Another advantage to using regular expressions (whether in code or on the command line) is that they have been heavily optimized. Grep and DFA parsers in particular are almost certainly faster than what you would write on your own... and more likely to be correct the first time. Don't reinvent the wheel when you have such a nice one handy.

Mark Santesson
+1: Exactly how I use them most frequently, and if they don't work as you expect, no harm done. I can rip thru a data file making changes for testing in vi in no time.
DCookie
A: 

Simply put, regular expressions are useful any time you need to understand or manipulate strings. It is particularly easy to reach for regular expressions when you are about to write a multi-line text processing code block and you realize that regex could do it in one line.

John Fisher
A: 

Regular Expressions are great for small text searchs, pattern matching and substitions in small&medium sized texts. For instance one of the place that I used RE's are form field validations.

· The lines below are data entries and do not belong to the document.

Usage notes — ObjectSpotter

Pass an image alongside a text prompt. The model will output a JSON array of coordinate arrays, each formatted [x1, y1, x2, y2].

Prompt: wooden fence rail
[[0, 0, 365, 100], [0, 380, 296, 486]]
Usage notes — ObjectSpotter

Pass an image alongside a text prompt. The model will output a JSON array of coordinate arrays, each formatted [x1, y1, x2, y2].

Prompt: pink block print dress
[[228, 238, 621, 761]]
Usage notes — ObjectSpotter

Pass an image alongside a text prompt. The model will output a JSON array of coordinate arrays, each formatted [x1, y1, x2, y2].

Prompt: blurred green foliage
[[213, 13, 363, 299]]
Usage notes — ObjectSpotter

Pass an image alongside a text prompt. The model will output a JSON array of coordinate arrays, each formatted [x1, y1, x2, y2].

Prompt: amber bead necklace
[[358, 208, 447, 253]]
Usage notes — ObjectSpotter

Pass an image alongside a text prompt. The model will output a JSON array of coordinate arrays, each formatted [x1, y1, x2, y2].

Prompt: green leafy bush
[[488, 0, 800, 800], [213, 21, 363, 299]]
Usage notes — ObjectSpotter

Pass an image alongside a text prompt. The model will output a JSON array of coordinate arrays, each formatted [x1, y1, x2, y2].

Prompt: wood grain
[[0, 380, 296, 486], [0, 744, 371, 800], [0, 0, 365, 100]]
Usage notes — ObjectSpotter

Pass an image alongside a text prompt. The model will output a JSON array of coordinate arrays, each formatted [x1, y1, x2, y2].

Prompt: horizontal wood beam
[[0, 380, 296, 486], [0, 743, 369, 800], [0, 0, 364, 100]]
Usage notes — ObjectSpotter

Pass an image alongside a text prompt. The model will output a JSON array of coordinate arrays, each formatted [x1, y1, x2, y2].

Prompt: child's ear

If you don't mind about performence you can really quick and dirty scripts for doing anything with texts.

systemsfault
A: 
I've regularly used it to take text output from some programs which have a lot of information and abstract some of that information to be saved in databases, spreadsheets or even as a new text file.
Also, I've used it in a program to read text files that initialize the program's variables.
A: 

I've also used them for building random data that conforms to existing validation rules.

Goran
A: 

For the fun of watching a co-worker try to decipher it.

musicfreak
A: 
  1. trolling log files for exceptions or validation lines (ie "Subsystem A started..."), etc.
  2. replacing text, (ie, in source files, to quickly become Sysout statements)
  3. explaining to co-workers how powerful regex is.